# Model Creation for the Penguin Classifier App

This notebook shows how I created the machine learning model used for the penguin classifier app shown in the lectures on graphical user interfaces. My approach is very simple -- I'm using a decision tree and skipping cross-validation. The resulting model is OK, but with cross-validation and more careful modeling decisions, I know that you can do much better!!   

In [13]:
import pandas as pd
from matplotlib import pyplot as plt
import numpy as np

from sklearn.model_selection import train_test_split
from sklearn import preprocessing
from sklearn.model_selection import cross_val_score
from sklearn import tree

In [14]:
url = 'https://raw.githubusercontent.com/PhilChodrow/PIC16A/master/datasets/palmer_penguins.csv'
penguins = pd.read_csv(url)

In [15]:
penguins['Species'] = penguins['Species'].str.split().str.get(0)

In [16]:
penguins.groupby(['Island', 'Species'])[['Body Mass (g)', 'Culmen Length (mm)']].aggregate(np.mean)
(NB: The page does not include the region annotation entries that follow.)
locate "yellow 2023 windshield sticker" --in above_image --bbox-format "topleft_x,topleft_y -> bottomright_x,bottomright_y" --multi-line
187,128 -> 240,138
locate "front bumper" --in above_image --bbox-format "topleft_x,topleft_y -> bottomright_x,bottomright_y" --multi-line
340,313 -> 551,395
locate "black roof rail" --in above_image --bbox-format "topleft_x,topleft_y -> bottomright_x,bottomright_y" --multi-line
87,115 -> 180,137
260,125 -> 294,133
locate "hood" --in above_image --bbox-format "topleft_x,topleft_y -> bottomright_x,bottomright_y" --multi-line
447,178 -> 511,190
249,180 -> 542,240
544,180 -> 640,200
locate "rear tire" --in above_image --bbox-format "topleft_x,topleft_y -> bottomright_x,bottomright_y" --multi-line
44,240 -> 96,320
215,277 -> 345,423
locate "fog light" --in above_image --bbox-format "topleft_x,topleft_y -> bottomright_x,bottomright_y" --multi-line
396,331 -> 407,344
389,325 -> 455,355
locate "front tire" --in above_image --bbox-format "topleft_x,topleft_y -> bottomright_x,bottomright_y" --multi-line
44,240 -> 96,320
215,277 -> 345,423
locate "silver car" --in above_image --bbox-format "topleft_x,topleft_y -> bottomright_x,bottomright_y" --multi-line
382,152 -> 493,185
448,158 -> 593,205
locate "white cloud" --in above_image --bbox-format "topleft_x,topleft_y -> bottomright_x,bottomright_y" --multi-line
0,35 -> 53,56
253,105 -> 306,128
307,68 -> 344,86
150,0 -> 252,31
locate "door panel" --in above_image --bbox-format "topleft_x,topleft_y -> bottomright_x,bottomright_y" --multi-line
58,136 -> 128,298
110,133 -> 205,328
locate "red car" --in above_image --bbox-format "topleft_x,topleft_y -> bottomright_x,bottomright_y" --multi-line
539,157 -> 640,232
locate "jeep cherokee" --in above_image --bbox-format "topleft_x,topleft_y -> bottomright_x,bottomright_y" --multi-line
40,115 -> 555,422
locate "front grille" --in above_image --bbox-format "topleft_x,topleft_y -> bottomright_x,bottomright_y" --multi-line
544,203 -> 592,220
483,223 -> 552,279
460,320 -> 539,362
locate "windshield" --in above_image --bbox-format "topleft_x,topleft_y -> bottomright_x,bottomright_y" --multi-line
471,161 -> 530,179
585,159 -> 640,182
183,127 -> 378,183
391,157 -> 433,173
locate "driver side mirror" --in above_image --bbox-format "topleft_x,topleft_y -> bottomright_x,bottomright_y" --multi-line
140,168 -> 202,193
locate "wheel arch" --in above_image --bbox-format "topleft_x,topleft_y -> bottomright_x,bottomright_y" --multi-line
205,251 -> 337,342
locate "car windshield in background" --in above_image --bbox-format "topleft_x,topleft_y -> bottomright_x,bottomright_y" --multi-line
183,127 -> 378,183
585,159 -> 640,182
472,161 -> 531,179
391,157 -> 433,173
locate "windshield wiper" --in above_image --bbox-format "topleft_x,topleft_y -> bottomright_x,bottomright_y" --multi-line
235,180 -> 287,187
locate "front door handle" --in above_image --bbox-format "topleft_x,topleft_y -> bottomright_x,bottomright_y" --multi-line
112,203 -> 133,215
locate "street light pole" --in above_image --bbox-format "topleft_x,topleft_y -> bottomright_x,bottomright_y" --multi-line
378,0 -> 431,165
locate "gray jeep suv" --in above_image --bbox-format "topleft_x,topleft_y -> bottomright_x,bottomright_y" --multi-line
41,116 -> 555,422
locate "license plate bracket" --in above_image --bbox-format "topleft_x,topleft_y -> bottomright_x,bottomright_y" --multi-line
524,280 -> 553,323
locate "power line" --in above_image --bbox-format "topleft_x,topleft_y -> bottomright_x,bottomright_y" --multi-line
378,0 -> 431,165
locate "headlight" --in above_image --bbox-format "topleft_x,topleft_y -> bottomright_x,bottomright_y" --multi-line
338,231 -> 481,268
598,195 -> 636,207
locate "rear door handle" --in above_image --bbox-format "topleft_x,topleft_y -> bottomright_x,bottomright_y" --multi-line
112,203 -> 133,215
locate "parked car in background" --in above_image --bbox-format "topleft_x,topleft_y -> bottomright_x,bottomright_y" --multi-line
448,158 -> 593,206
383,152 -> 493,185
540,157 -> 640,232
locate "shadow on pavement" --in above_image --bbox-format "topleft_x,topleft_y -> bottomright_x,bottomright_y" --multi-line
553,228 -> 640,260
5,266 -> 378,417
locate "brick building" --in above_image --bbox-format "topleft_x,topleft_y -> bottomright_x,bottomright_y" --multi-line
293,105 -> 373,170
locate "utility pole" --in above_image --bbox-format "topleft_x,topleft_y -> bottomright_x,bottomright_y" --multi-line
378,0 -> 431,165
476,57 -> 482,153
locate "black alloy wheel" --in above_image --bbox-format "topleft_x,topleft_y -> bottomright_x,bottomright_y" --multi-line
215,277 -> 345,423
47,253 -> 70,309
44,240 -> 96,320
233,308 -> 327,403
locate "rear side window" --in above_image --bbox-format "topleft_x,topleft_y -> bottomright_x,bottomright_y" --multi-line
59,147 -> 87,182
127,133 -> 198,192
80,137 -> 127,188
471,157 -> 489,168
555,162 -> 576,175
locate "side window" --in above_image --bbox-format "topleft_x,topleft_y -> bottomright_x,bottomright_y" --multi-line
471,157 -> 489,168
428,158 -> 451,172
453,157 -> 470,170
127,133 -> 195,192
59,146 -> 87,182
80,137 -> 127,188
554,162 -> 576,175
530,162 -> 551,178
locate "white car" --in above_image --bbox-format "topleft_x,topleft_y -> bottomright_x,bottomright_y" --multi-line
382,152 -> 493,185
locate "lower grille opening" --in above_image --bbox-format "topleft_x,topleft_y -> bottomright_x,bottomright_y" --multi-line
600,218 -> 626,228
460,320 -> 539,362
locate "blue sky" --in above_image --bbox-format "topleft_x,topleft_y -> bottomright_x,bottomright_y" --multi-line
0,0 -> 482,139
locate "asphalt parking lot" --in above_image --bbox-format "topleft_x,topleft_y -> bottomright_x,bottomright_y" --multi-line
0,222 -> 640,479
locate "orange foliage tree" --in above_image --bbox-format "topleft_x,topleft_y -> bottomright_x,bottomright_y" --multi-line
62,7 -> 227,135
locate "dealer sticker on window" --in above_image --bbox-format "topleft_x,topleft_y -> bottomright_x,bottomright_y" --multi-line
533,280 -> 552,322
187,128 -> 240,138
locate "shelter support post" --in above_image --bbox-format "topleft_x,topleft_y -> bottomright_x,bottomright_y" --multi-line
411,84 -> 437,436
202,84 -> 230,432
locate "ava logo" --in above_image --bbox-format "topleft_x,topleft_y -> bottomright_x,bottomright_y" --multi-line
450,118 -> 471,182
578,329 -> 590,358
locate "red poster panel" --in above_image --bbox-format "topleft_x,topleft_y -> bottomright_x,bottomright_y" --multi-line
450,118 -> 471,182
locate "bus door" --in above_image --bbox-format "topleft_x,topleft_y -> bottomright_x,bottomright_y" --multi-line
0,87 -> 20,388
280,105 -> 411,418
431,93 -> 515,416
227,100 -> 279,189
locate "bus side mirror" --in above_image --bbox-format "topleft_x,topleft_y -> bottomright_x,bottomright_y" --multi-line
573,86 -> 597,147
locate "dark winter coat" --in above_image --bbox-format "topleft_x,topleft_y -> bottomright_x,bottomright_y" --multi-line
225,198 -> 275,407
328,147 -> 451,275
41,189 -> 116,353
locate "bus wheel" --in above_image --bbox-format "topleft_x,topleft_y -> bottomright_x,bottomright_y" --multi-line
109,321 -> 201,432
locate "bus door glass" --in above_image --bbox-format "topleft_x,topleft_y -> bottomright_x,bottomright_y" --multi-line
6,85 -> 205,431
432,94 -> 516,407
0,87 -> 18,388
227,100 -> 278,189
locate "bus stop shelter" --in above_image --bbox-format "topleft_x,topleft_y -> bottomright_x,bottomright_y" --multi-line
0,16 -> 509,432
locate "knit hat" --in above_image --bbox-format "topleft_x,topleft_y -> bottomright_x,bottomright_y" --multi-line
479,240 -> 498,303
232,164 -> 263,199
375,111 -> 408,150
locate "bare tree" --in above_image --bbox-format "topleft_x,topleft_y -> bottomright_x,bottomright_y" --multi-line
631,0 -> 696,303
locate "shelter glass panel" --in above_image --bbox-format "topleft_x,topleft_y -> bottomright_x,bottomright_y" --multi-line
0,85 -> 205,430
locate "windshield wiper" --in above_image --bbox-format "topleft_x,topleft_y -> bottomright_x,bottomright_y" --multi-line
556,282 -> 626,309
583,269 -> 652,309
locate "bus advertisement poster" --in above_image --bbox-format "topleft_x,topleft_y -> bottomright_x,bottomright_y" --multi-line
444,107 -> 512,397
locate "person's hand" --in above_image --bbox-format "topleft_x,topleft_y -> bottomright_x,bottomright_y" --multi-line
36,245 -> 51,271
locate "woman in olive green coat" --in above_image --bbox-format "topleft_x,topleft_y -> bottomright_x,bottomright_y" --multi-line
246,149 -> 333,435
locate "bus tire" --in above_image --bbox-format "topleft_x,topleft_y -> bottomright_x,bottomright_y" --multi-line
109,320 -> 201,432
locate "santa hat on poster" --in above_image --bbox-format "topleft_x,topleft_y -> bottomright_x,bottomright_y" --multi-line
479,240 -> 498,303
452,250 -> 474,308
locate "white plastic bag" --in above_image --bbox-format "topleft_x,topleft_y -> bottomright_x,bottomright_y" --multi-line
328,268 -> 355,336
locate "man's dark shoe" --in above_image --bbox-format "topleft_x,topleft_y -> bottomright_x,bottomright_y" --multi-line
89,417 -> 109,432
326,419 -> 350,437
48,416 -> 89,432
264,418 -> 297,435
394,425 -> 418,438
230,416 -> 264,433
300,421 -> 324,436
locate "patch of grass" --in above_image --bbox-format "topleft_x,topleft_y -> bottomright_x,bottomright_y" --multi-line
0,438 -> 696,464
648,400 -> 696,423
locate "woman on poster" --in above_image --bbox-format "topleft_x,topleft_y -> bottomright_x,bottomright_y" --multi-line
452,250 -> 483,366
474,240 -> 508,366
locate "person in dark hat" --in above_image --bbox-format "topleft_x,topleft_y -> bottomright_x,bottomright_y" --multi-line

Unnamed: 0_level_0,Unnamed: 1_level_0,Body Mass (g),Culmen Length (mm)
Island,Species,Unnamed: 2_level_1,Unnamed: 3_level_1
Biscoe,Adelie,3709.659091,38.975
Biscoe,Gentoo,5076.01626,47.504878
Dream,Adelie,3688.392857,38.501786
Dream,Chinstrap,3733.088235,48.833824
Torgersen,Adelie,3706.372549,38.95098


In [17]:
train, test = train_test_split(penguins, test_size = 0.5)

In [18]:
def prep_penguins(data_df):
    """
    prepare the penguins data set
    first, we apply a LabelEncoder to the Species and Island columns
    second, we remove all columns other than the three we'll use for 
    this exercise. 
    third, we remove rows with na values in any of the required
    columns. 
    finally, we split into predictor and target variables. 
    
    data_df: a row-subset of the penguins data frame
    return: X, y, the cleaned predictor and target variables (both data frames)
    """
    
    # copy the original df to suppress warnings
    df = data_df.copy()
    
    # apply label encoders to Species and Island columns
    le = preprocessing.LabelEncoder()
    df['Species'] = le.fit_transform(df['Species'])
    
    le = preprocessing.LabelEncoder()
    df['Island'] = le.fit_transform(df['Island'])
    
    # only need these columns
    df = df[['Species', 'Island', 'Body Mass (g)', 'Culmen Length (mm)']]
    # remove rows if they have NA in any of the needed columns
    df = df.dropna()
    
    # separate into predictor and target variables
    X = df.drop(['Species'], axis = 1)
    y = df['Species']
    
    return(X, y)

In [19]:
X_train, y_train = prep_penguins(train)
X_test, y_test   = prep_penguins(test)

In [20]:
# make the model
T = tree.DecisionTreeClassifier(max_depth = 5)
T.fit(X_train, y_train)
T.score(X_train, y_train), T.score(X_test, y_test)

(1.0, 0.9593023255813954)

# Pickling

Here is the new part: after creating the model, we *pickle* it. This saves its state, allowing us to load it into a new Python session without going through the hassle of downloading the data and training the model every time we want to use the app.  

In [21]:
import pickle

# saves the model
pickle.dump(T, open("model.p", "wb"))